Brandy splashed over her hand and she sucked hungrily at the drops, at the contents of her glass. She waved an arm.

‘A room. Oh, for a room, raddled or not. What a woman could do with one of her own. And some money. Your money. Why, she wouldn’t have to hide behind a man, or even to pose as one. She’d enter the far-off world of cities and governments, the magic land where secrets are kept and desires are fulfilled.’

Roy took a step backwards. ‘Sylvia,’ he said.

‘I know, you’re a coward. But it takes bravery to be a coward. You can cross the lines, I know it. I can see it now. Roy bridges the gap and escapes from his island, a captive to the past no more. You just need a push, to set you in motion.’
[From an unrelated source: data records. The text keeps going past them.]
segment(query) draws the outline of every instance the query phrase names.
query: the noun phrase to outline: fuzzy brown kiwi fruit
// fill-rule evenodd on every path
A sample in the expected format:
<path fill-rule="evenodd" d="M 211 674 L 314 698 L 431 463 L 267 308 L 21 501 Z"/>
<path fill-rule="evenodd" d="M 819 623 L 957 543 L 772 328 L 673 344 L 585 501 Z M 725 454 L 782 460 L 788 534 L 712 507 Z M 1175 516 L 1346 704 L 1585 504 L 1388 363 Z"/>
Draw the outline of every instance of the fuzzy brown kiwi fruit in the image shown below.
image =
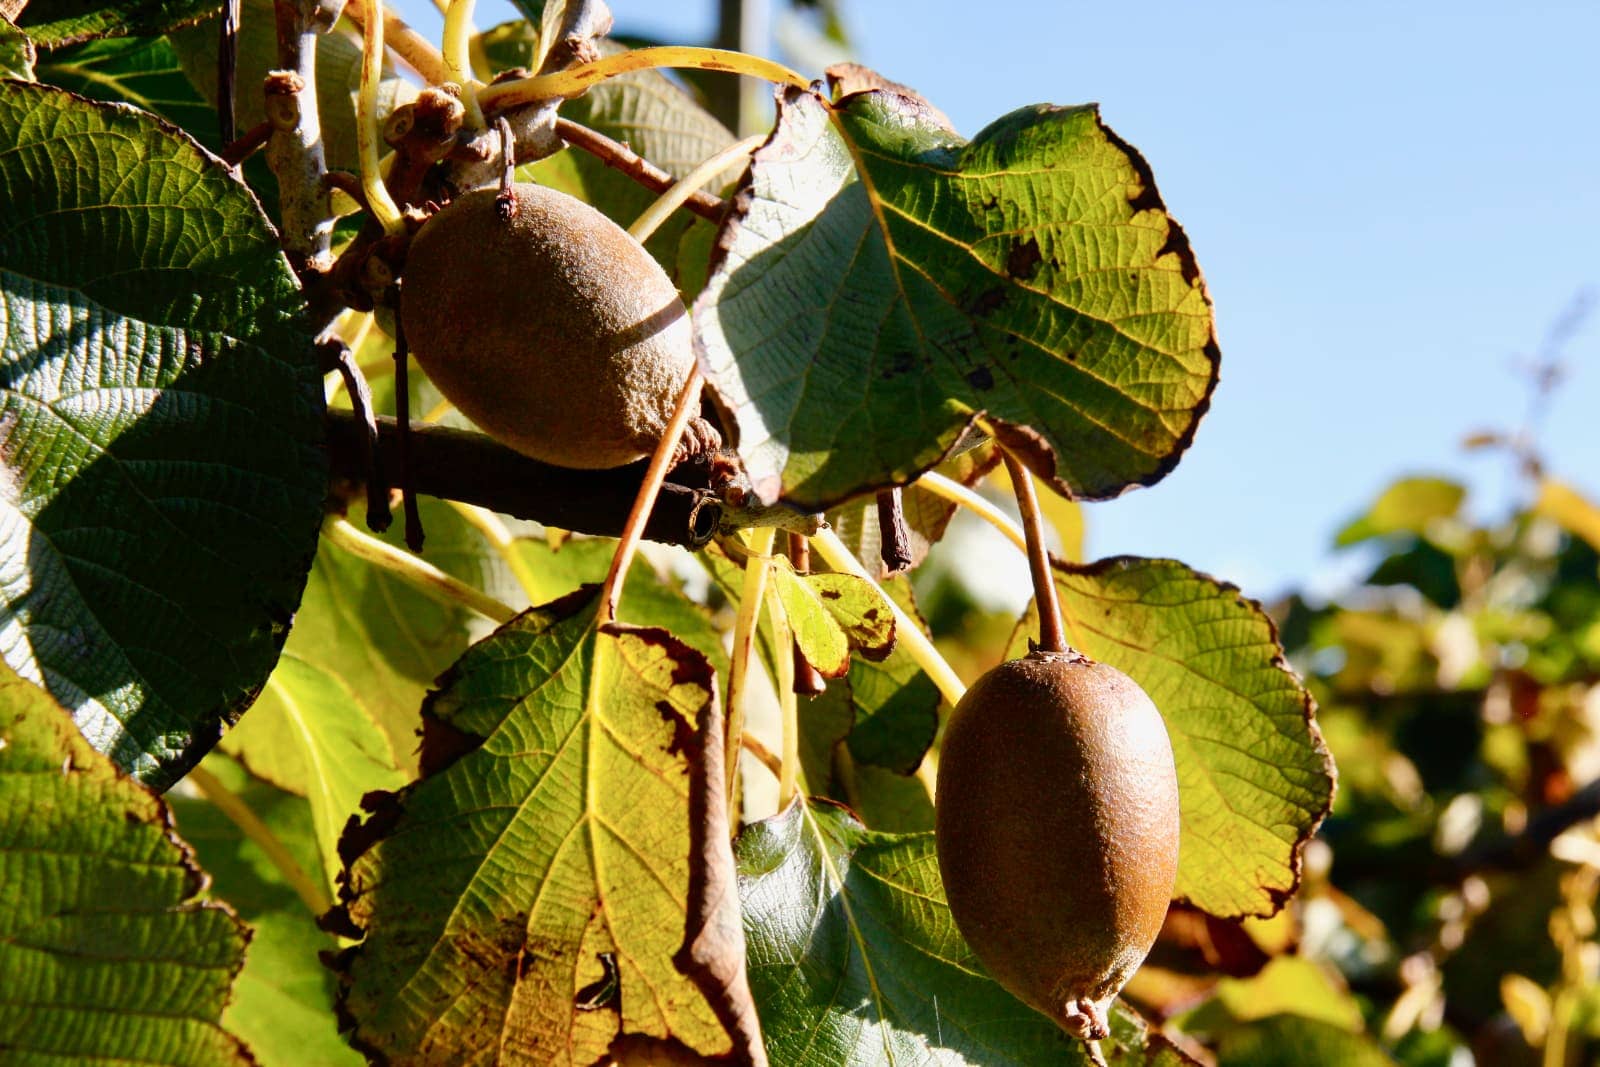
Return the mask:
<path fill-rule="evenodd" d="M 939 754 L 950 911 L 995 979 L 1074 1037 L 1108 1033 L 1178 873 L 1178 778 L 1143 689 L 1076 652 L 979 678 Z"/>
<path fill-rule="evenodd" d="M 561 467 L 649 455 L 694 367 L 689 316 L 644 247 L 581 200 L 477 189 L 423 224 L 406 254 L 406 342 L 483 431 Z"/>

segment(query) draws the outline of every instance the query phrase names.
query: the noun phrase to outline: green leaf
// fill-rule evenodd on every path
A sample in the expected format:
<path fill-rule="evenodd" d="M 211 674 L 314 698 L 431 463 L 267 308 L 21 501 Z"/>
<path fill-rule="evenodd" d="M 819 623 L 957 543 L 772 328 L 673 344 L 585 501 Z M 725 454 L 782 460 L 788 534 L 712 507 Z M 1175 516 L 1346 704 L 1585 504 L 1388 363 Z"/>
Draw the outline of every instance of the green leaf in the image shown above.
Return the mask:
<path fill-rule="evenodd" d="M 339 835 L 359 813 L 361 798 L 376 789 L 398 789 L 406 780 L 360 698 L 338 674 L 301 659 L 292 648 L 278 660 L 250 714 L 223 737 L 222 750 L 258 778 L 310 800 L 330 889 L 343 866 Z"/>
<path fill-rule="evenodd" d="M 1334 768 L 1272 621 L 1173 560 L 1057 562 L 1055 577 L 1068 643 L 1129 675 L 1166 719 L 1183 821 L 1174 896 L 1224 918 L 1277 911 Z M 1037 633 L 1030 607 L 1007 658 Z"/>
<path fill-rule="evenodd" d="M 1188 241 L 1093 107 L 966 143 L 893 93 L 787 90 L 736 204 L 694 318 L 763 498 L 903 484 L 982 415 L 1058 492 L 1116 496 L 1209 403 Z"/>
<path fill-rule="evenodd" d="M 322 392 L 255 199 L 152 116 L 0 87 L 4 655 L 170 784 L 254 699 L 322 514 Z"/>
<path fill-rule="evenodd" d="M 726 840 L 705 814 L 723 789 L 713 685 L 662 630 L 600 634 L 592 590 L 462 657 L 429 704 L 426 777 L 346 839 L 359 1047 L 586 1065 L 634 1033 L 728 1050 L 737 990 L 674 965 L 703 904 L 691 855 Z"/>
<path fill-rule="evenodd" d="M 0 664 L 0 1050 L 12 1062 L 245 1064 L 218 1020 L 248 934 L 166 805 Z"/>
<path fill-rule="evenodd" d="M 317 870 L 311 805 L 252 778 L 213 752 L 204 768 L 245 805 L 294 857 Z M 220 809 L 198 796 L 168 795 L 178 828 L 211 875 L 210 896 L 250 924 L 250 951 L 222 1013 L 223 1025 L 250 1046 L 261 1067 L 344 1067 L 365 1062 L 339 1036 L 333 1015 L 334 977 L 319 953 L 339 945 L 319 930 L 316 916 L 259 845 Z"/>
<path fill-rule="evenodd" d="M 424 558 L 447 574 L 502 599 L 515 595 L 509 573 L 478 533 L 443 501 L 418 501 L 427 533 Z M 361 509 L 350 521 L 365 529 Z M 381 536 L 401 545 L 403 522 Z M 493 624 L 459 604 L 442 604 L 391 571 L 324 540 L 285 651 L 319 670 L 377 723 L 406 772 L 416 769 L 422 698 L 433 681 Z"/>
<path fill-rule="evenodd" d="M 0 18 L 0 78 L 31 82 L 36 54 L 28 35 L 8 18 Z"/>
<path fill-rule="evenodd" d="M 1343 530 L 1335 544 L 1357 544 L 1389 534 L 1425 534 L 1440 519 L 1461 509 L 1467 491 L 1445 478 L 1401 478 L 1385 489 L 1372 507 Z"/>
<path fill-rule="evenodd" d="M 96 37 L 148 37 L 217 10 L 218 0 L 31 0 L 17 24 L 45 51 Z"/>
<path fill-rule="evenodd" d="M 195 92 L 165 37 L 86 41 L 52 52 L 39 80 L 97 100 L 120 100 L 182 126 L 215 151 L 216 110 Z"/>
<path fill-rule="evenodd" d="M 1088 1063 L 1082 1045 L 1007 993 L 957 931 L 932 834 L 874 833 L 797 800 L 739 835 L 750 986 L 784 1067 Z M 1113 1062 L 1182 1063 L 1125 1008 Z"/>
<path fill-rule="evenodd" d="M 1274 1015 L 1224 1035 L 1217 1050 L 1228 1067 L 1391 1067 L 1371 1038 L 1299 1015 Z"/>
<path fill-rule="evenodd" d="M 853 574 L 796 574 L 774 560 L 772 588 L 806 660 L 825 678 L 850 669 L 850 650 L 881 660 L 894 644 L 894 613 L 871 582 Z"/>

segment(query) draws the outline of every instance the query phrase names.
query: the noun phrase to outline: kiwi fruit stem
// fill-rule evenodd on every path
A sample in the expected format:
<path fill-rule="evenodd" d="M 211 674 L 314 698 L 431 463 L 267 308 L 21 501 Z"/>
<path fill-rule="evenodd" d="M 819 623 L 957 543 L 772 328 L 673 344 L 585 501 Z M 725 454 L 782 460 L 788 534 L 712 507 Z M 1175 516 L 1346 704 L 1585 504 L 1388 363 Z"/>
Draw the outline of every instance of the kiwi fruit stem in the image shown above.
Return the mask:
<path fill-rule="evenodd" d="M 934 496 L 943 497 L 952 504 L 968 509 L 999 530 L 1007 541 L 1017 546 L 1018 552 L 1028 551 L 1028 537 L 1022 532 L 1022 527 L 1012 522 L 1011 516 L 991 504 L 983 494 L 976 493 L 954 478 L 946 478 L 937 471 L 923 471 L 922 477 L 917 479 L 917 488 L 926 489 Z"/>
<path fill-rule="evenodd" d="M 771 563 L 761 563 L 766 568 Z M 772 620 L 773 659 L 778 677 L 778 711 L 783 723 L 783 755 L 778 765 L 778 810 L 783 811 L 799 790 L 800 780 L 800 699 L 794 694 L 794 631 L 789 616 L 778 601 L 777 586 L 767 583 L 767 614 Z"/>
<path fill-rule="evenodd" d="M 678 181 L 673 182 L 665 192 L 657 197 L 633 221 L 633 225 L 628 227 L 628 236 L 640 244 L 644 244 L 650 239 L 650 235 L 655 233 L 656 229 L 667 220 L 669 215 L 688 202 L 688 199 L 694 195 L 696 189 L 721 174 L 734 160 L 748 156 L 757 148 L 760 148 L 766 139 L 767 135 L 763 133 L 753 137 L 746 137 L 742 141 L 735 141 L 722 151 L 706 159 Z"/>
<path fill-rule="evenodd" d="M 616 55 L 602 56 L 593 63 L 568 67 L 566 70 L 558 70 L 551 74 L 499 82 L 486 87 L 478 94 L 478 104 L 486 112 L 505 111 L 508 108 L 540 100 L 577 96 L 607 78 L 660 67 L 747 74 L 752 78 L 764 78 L 774 84 L 793 85 L 798 89 L 810 86 L 810 82 L 806 81 L 804 76 L 795 73 L 782 63 L 760 56 L 733 52 L 726 48 L 660 45 L 655 48 L 635 48 Z"/>
<path fill-rule="evenodd" d="M 728 803 L 739 792 L 739 748 L 744 739 L 745 703 L 748 700 L 750 664 L 755 656 L 756 624 L 767 590 L 767 557 L 777 531 L 757 526 L 745 534 L 750 558 L 744 565 L 744 588 L 739 593 L 739 615 L 733 623 L 733 651 L 728 668 Z M 780 771 L 781 777 L 781 771 Z"/>
<path fill-rule="evenodd" d="M 689 419 L 700 410 L 703 382 L 698 366 L 689 372 L 683 389 L 678 393 L 677 406 L 672 409 L 672 418 L 667 420 L 661 440 L 656 442 L 656 450 L 650 456 L 650 466 L 645 469 L 639 495 L 633 498 L 633 510 L 628 512 L 628 521 L 622 527 L 616 554 L 611 557 L 611 569 L 606 572 L 605 585 L 600 587 L 600 609 L 596 622 L 602 630 L 616 621 L 617 602 L 622 598 L 622 579 L 633 563 L 633 554 L 639 550 L 645 523 L 650 518 L 651 509 L 656 506 L 656 497 L 661 493 L 661 483 L 667 480 L 667 468 L 672 466 L 673 456 L 678 451 L 678 439 L 683 436 Z"/>
<path fill-rule="evenodd" d="M 1005 449 L 1000 450 L 1006 473 L 1017 493 L 1017 509 L 1022 512 L 1022 532 L 1027 538 L 1028 570 L 1033 576 L 1033 599 L 1039 606 L 1038 648 L 1045 652 L 1066 652 L 1066 631 L 1061 625 L 1061 602 L 1056 598 L 1055 576 L 1050 572 L 1050 554 L 1044 547 L 1044 516 L 1033 488 L 1033 476 L 1022 461 Z"/>
<path fill-rule="evenodd" d="M 517 609 L 510 604 L 496 600 L 426 560 L 357 529 L 348 519 L 330 515 L 322 524 L 322 536 L 330 544 L 344 549 L 357 559 L 382 567 L 441 604 L 464 605 L 496 623 L 510 622 L 517 617 Z"/>
<path fill-rule="evenodd" d="M 367 0 L 367 18 L 361 26 L 361 89 L 356 95 L 356 148 L 361 157 L 361 191 L 367 208 L 384 233 L 399 233 L 404 223 L 400 209 L 383 184 L 378 145 L 383 131 L 378 128 L 378 83 L 383 80 L 383 5 Z"/>

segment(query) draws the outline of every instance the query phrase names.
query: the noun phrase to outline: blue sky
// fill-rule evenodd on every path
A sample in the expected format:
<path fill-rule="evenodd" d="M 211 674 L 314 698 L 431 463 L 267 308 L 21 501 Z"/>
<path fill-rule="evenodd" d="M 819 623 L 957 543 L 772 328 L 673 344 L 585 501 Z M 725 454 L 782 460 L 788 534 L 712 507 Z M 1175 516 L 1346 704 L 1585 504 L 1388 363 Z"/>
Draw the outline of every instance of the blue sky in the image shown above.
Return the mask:
<path fill-rule="evenodd" d="M 499 3 L 481 25 L 510 17 Z M 619 29 L 695 41 L 715 5 L 611 7 Z M 1349 570 L 1333 533 L 1399 474 L 1459 477 L 1488 516 L 1522 491 L 1503 456 L 1459 443 L 1521 423 L 1519 362 L 1580 293 L 1600 298 L 1600 4 L 845 14 L 862 62 L 968 136 L 1024 104 L 1099 102 L 1189 233 L 1222 382 L 1176 471 L 1089 507 L 1092 556 L 1173 556 L 1270 597 Z M 1600 306 L 1564 352 L 1540 439 L 1600 497 Z"/>

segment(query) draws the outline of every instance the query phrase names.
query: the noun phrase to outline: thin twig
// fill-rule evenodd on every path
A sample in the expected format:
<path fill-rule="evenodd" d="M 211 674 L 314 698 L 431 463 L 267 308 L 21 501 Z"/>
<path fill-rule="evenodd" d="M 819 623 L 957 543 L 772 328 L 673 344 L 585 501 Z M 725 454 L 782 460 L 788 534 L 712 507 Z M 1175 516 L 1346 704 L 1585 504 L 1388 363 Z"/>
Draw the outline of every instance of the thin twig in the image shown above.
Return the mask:
<path fill-rule="evenodd" d="M 655 453 L 650 457 L 650 466 L 645 469 L 644 484 L 639 486 L 639 495 L 634 499 L 633 509 L 628 512 L 628 524 L 623 527 L 617 551 L 611 557 L 611 569 L 606 572 L 605 584 L 600 587 L 600 608 L 596 620 L 602 630 L 616 621 L 617 602 L 622 598 L 622 579 L 628 573 L 629 565 L 633 563 L 633 554 L 639 549 L 639 540 L 644 536 L 645 520 L 655 507 L 656 496 L 661 492 L 661 483 L 666 481 L 667 468 L 672 466 L 672 457 L 678 451 L 678 439 L 683 436 L 684 427 L 689 425 L 689 420 L 700 410 L 700 389 L 703 385 L 704 379 L 701 378 L 700 368 L 697 366 L 684 380 L 683 388 L 678 393 L 677 406 L 672 411 L 672 418 L 667 421 L 666 429 L 661 432 L 661 440 L 656 442 Z"/>
<path fill-rule="evenodd" d="M 400 427 L 400 495 L 406 515 L 406 546 L 413 552 L 422 551 L 422 515 L 417 511 L 417 490 L 411 481 L 411 386 L 407 373 L 411 350 L 406 344 L 406 331 L 400 325 L 400 298 L 394 301 L 394 418 Z"/>
<path fill-rule="evenodd" d="M 332 364 L 350 394 L 350 408 L 361 428 L 362 480 L 367 485 L 367 528 L 382 533 L 389 528 L 389 480 L 383 473 L 383 455 L 378 450 L 378 420 L 372 410 L 372 388 L 366 375 L 356 366 L 350 346 L 337 337 L 319 343 L 325 365 Z"/>
<path fill-rule="evenodd" d="M 606 166 L 621 171 L 653 193 L 664 193 L 672 188 L 675 179 L 654 163 L 639 155 L 620 141 L 613 141 L 603 133 L 580 126 L 571 119 L 556 119 L 556 134 L 574 148 L 581 148 Z M 692 192 L 684 207 L 708 222 L 722 221 L 727 204 L 707 192 Z"/>
<path fill-rule="evenodd" d="M 767 589 L 768 556 L 775 532 L 770 527 L 751 530 L 749 556 L 744 561 L 744 584 L 739 594 L 739 614 L 733 621 L 733 649 L 728 661 L 728 766 L 739 766 L 739 745 L 744 737 L 745 706 L 750 702 L 750 672 L 756 656 L 756 633 L 761 625 L 761 604 Z M 728 800 L 739 788 L 739 776 L 728 775 Z"/>
<path fill-rule="evenodd" d="M 302 280 L 320 277 L 331 265 L 333 209 L 322 175 L 327 161 L 317 111 L 317 38 L 322 32 L 316 0 L 277 0 L 278 69 L 265 83 L 267 165 L 278 179 L 278 209 L 284 253 Z"/>
<path fill-rule="evenodd" d="M 1033 599 L 1039 608 L 1039 645 L 1045 652 L 1067 651 L 1066 629 L 1061 625 L 1061 602 L 1056 596 L 1055 575 L 1050 569 L 1050 553 L 1044 547 L 1044 516 L 1034 493 L 1033 476 L 1028 468 L 1005 449 L 1000 455 L 1017 492 L 1017 508 L 1022 512 L 1022 531 L 1028 540 L 1028 570 L 1033 577 Z"/>
<path fill-rule="evenodd" d="M 946 478 L 936 471 L 924 471 L 917 479 L 917 488 L 926 489 L 935 496 L 943 497 L 952 504 L 966 508 L 1004 534 L 1006 540 L 1016 545 L 1019 551 L 1028 551 L 1028 536 L 1022 532 L 1022 527 L 977 490 L 962 485 L 954 478 Z"/>
<path fill-rule="evenodd" d="M 217 26 L 217 127 L 223 144 L 238 136 L 234 125 L 234 93 L 239 71 L 239 14 L 241 0 L 224 0 Z"/>
<path fill-rule="evenodd" d="M 357 26 L 366 28 L 368 5 L 374 0 L 349 0 L 344 13 Z M 384 47 L 399 56 L 422 80 L 429 85 L 443 85 L 450 80 L 450 70 L 444 56 L 426 37 L 411 28 L 405 19 L 388 7 L 383 12 Z"/>
<path fill-rule="evenodd" d="M 772 777 L 778 778 L 783 774 L 783 761 L 773 753 L 772 749 L 763 745 L 752 734 L 745 734 L 739 739 L 739 747 L 756 758 L 756 762 L 772 772 Z"/>
<path fill-rule="evenodd" d="M 227 161 L 230 167 L 237 167 L 254 155 L 257 149 L 265 145 L 267 138 L 271 136 L 272 123 L 263 119 L 244 131 L 243 136 L 223 145 L 222 151 L 218 154 Z"/>
<path fill-rule="evenodd" d="M 911 531 L 899 486 L 878 490 L 878 558 L 886 577 L 911 569 Z"/>

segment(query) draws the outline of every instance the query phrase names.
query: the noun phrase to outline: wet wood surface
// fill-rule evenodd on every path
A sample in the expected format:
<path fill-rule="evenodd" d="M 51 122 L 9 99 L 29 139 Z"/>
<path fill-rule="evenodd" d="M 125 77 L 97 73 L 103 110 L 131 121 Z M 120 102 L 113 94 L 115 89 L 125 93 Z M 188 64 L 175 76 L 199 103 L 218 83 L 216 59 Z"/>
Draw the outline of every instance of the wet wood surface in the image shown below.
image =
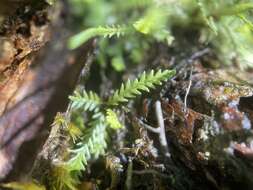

She looked at him over her glass, eyes wide and alive, he fancied, with other eyes. In them he saw his sister and his mother, a whole line of women, one inside the other, mirrors within a mirror. He tried to steady himself, one hand on the window sill. Glancing out, he saw men crossing the road, and he remembered that the strike was over, that miners were going back to work. There was coal in his stomach now, a whole cake of it; he was clammy, his heart raced.

When he turned, Sylvie was standing with her back to the door, her arms outstretched, clad only in a snow-white slip. A groan escaped from him. The red of her lips; the red tips of her breasts staining the silvery stuff of her slip. The roseate veil. Christ’s wounds. Red nails driven into his heart.